Diagnostic Dilemma: A 3-Year Old Boy with Global Developmental Delay, Truncal Hypotonia, Peripheral Hypertonia, and Central Hypothyroidism

Program: Abstracts - Orals, Featured Poster Presentations, and Posters
Session: SUN 414-431-HPT Axis Biology
Clinical
Sunday, June 16, 2013: 1:45 PM-3:45 PM
Expo Halls ABC (Moscone Center)

Poster Board SUN-430
Amy Levenson*, Wen-Hann Tan and Stephen A. Huang
Boston Children's Hospital, Boston, MA
Introduction:  Allan-Herndon-Dudley syndrome (AHDS) is an X-linked recessive disorder characterized by congenital hypotonia and intellectual disability, with limited motor and language skills.  Affected children are hypertriiodothyronemic, with variable serum TSH and T4 concentrations.  Recent research has revealed that loss of function mutations in the SLC16A2 (MCT8) gene on chromosome Xq13.2, which encodes the neuronal triiodothyronine transporter monocarboxylate transporter-8 (MCT8), are a major cause of AHDS.              

Clinical Case:  A 22 month old boy with a history of severe global developmental delay, hypotonia, and feeding intolerance, was referred to our endocrine program for consultation.  At the time of evaluation, the patient was receiving levothyroxine therapy for presumed central hypothyroidism, based upon the documentation of characteristic serum thyroid function tests at 13 months of age:  TSH 3.97 µU/mL (normal 0.35 to 5.5) with free T4 0.69 ng/dL (normal 0.8 to 1.8).  His physical examination was notable for bitemporal narrowing, tall forehead, deeply set eyes, horizontal nystagmus, anteverted nares, truncal hypotonia with head lag, and peripheral hypertonia.  Brain MRI showed no pituitary abnormalities, but noted unmyelinated white matter within the subcortical regions of the frontal and temporal lobes, delayed for age.  Review of serial thyroid function tests showed persistent hypothyroxinemia (serum free T4 0.64 to 0.72 ng/dl) with inappropriately low or normal serum TSH concentrations (TSH 0.262 to 4.15 µU/mL), despite levothyroxine doses as high as 100 mcg (8 mcg/kg) daily.

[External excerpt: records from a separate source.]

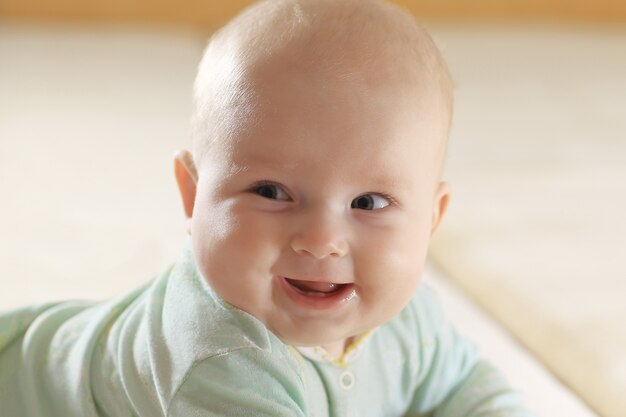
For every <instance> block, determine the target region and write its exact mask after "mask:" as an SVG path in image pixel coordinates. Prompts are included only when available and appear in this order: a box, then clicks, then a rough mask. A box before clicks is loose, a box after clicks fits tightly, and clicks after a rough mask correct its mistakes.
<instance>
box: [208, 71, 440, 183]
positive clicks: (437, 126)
mask: <svg viewBox="0 0 626 417" xmlns="http://www.w3.org/2000/svg"><path fill="white" fill-rule="evenodd" d="M273 75H274V76H273V77H265V76H260V77H259V78H257V80H256V82H257V85H258V94H257V97H258V98H259V99H258V102H257V104H256V106H255V113H256V115H255V117H253V118H249V120H250V121H249V122H248V123H249V125H248V126H247V127H246V128H242V129H240V130H239V134H237V135H233V136H232V137H231V138H229V139H227V140H224V141H221V146H219V152H218V153H217V155H220V157H221V158H223V161H224V162H228V164H229V165H230V170H229V171H230V172H233V171H239V170H248V169H256V168H264V169H267V170H283V171H287V172H293V173H294V175H303V174H305V173H310V174H311V175H313V176H316V177H317V178H318V179H319V180H320V181H323V180H325V179H328V178H330V177H334V178H342V179H344V180H346V181H347V180H354V179H357V178H359V177H360V178H366V177H367V178H374V177H375V178H377V181H379V182H396V183H397V182H402V181H404V182H410V181H411V180H413V179H418V178H431V177H434V172H435V167H436V165H437V162H436V159H437V158H436V153H437V148H438V144H439V142H441V140H442V135H444V132H443V130H442V129H441V128H440V125H441V120H440V119H441V115H440V114H438V111H436V110H435V109H436V108H437V107H438V106H434V105H433V103H432V100H433V99H432V97H430V96H428V95H424V96H420V95H418V94H415V93H414V92H408V89H407V88H406V86H403V85H392V84H389V85H386V86H382V87H381V86H379V85H373V86H371V85H368V84H367V83H363V82H362V81H359V82H349V81H346V80H343V79H337V78H334V79H330V78H327V77H323V76H321V75H320V74H319V73H312V74H303V73H298V75H297V76H291V75H290V74H288V73H282V74H280V76H276V75H277V74H276V73H274V74H273ZM214 155H215V154H214Z"/></svg>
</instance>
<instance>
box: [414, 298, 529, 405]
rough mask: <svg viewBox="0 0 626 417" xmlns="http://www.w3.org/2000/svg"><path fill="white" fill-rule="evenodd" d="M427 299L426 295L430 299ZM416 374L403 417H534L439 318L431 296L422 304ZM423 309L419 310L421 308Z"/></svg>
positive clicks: (438, 307) (503, 382)
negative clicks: (423, 346)
mask: <svg viewBox="0 0 626 417" xmlns="http://www.w3.org/2000/svg"><path fill="white" fill-rule="evenodd" d="M431 295H432V294H431ZM422 302H423V304H422V307H424V308H420V309H419V310H421V311H420V313H421V314H420V316H421V318H420V322H422V323H423V322H424V317H426V324H424V325H423V329H424V330H423V331H421V336H422V338H423V339H422V340H423V346H425V347H424V349H422V353H421V358H420V363H421V370H420V372H419V374H420V375H419V376H418V384H417V387H416V390H415V396H414V399H413V404H412V406H411V408H410V411H409V413H407V414H406V417H411V416H417V415H419V416H422V415H425V414H426V415H432V416H433V417H479V416H480V417H534V416H535V415H534V414H533V413H531V412H530V411H529V410H528V409H527V408H526V407H524V405H523V403H522V400H521V396H520V395H519V394H518V393H517V392H515V391H514V390H513V389H512V388H511V386H510V385H509V384H508V382H507V381H506V380H505V378H504V377H503V376H502V374H501V373H500V372H499V371H498V370H496V369H495V368H494V367H493V366H492V365H491V364H489V363H488V362H487V361H485V360H483V359H481V358H479V357H478V354H477V352H476V349H475V347H474V346H473V345H472V344H471V343H469V342H468V341H467V340H465V339H464V338H462V337H461V336H460V335H459V334H458V333H457V332H456V330H455V329H454V328H453V326H452V325H451V324H450V323H449V322H448V321H447V320H446V319H445V318H444V317H443V314H442V312H441V308H440V306H439V304H438V303H437V302H436V299H435V298H434V297H431V298H430V299H429V300H422ZM424 304H425V305H424Z"/></svg>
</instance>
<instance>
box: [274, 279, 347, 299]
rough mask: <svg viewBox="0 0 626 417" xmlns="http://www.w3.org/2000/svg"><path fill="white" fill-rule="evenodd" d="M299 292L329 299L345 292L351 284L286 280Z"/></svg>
mask: <svg viewBox="0 0 626 417" xmlns="http://www.w3.org/2000/svg"><path fill="white" fill-rule="evenodd" d="M285 281H287V283H288V284H289V285H291V286H292V287H293V288H294V289H295V290H296V291H297V292H299V293H300V294H302V295H306V296H309V297H329V296H332V295H335V294H337V293H339V292H341V291H343V290H344V289H345V288H346V287H347V286H348V285H350V284H335V283H332V282H318V281H303V280H296V279H289V278H285Z"/></svg>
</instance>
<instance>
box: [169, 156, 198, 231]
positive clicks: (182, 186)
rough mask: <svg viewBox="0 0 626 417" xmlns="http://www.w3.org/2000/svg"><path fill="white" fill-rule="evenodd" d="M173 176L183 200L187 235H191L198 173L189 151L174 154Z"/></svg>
mask: <svg viewBox="0 0 626 417" xmlns="http://www.w3.org/2000/svg"><path fill="white" fill-rule="evenodd" d="M174 174H175V175H176V183H177V184H178V190H179V191H180V196H181V198H182V200H183V209H184V210H185V218H186V226H187V233H189V234H191V217H192V215H193V206H194V203H195V201H196V185H197V183H198V172H197V170H196V165H195V164H194V162H193V157H192V156H191V153H190V152H189V151H187V150H180V151H177V152H176V154H174Z"/></svg>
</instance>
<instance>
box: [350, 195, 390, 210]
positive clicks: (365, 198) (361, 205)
mask: <svg viewBox="0 0 626 417" xmlns="http://www.w3.org/2000/svg"><path fill="white" fill-rule="evenodd" d="M389 204H391V201H390V200H389V199H388V198H387V197H385V196H382V195H380V194H362V195H360V196H358V197H357V198H355V199H354V200H352V203H351V204H350V207H352V208H355V209H359V210H380V209H384V208H385V207H387V206H388V205H389Z"/></svg>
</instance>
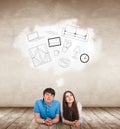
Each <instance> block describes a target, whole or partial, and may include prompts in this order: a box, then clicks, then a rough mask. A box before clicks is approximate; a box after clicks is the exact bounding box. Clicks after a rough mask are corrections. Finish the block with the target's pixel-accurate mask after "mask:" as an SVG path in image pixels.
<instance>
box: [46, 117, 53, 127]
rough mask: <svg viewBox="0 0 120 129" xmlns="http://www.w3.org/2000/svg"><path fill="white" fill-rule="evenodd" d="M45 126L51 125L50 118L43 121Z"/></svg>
mask: <svg viewBox="0 0 120 129" xmlns="http://www.w3.org/2000/svg"><path fill="white" fill-rule="evenodd" d="M45 124H46V125H48V126H51V125H53V121H52V119H51V118H47V119H46V120H45Z"/></svg>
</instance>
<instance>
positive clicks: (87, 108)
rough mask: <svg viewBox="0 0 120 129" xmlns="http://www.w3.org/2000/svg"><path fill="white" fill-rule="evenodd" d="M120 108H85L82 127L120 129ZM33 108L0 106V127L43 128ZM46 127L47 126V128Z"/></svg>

As these features suggested the possibility of AHDS, we measured serum T3 and documented hypertriiodothyronemia (total T3 318 ng/dL, normal 94 to 241).  Genetics was consulted and the patient was tested for mutations in SLC16A2, which revealed an unreported c.825C>A (p.Y275X) nonsense mutation, confirming the diagnosis of AHDS.  We discontinued levothyroxine, and repeat serum tests six months later showed TSH 2.55 µU/mL, free T4 0.72 ng/dL, THBR 0.92, and total T3 293 ng/dL.  Genetic testing of the patient’s mother and maternal grandmother is underway. 

Conclusions:  We describe a previously unreported SLC16A2 mutation c.825C>A (p.Y275X) as a cause of human MCT8 deficiency and AHDS.  This patient’s phenotype matches that of other individuals with AHDS, as described in the literature.  His presentation illustrates the diagnostic challenges of AHDS and the importance of maintaining an appropriate index of suspicion in children who have neurodevelopmental delay of unknown cause.  As researchers have recently reported encouraging results with thyromimetics, such DITPA and Tetrac, in MCT8-deficient mice and even humans, there is great optimism that timely diagnosis of affected individuals will permit the benefit of individual therapy as well as genetic counseling.

(1) Schwartz CE et al., Best Pract Res Clin Endocrinol Metab. 2007 Jun;21(2):307-21. (2) Visser WE et al., Clin Endocrinol (Oxf). 2013 Feb;78(2):310-5. (3) Verge CF et al., J Clin Endocrinol Metab. 2012 Dec;97(12):4515-23. (4) Horn S et al., Endocrinology. 2013 Feb;154(2):968-79.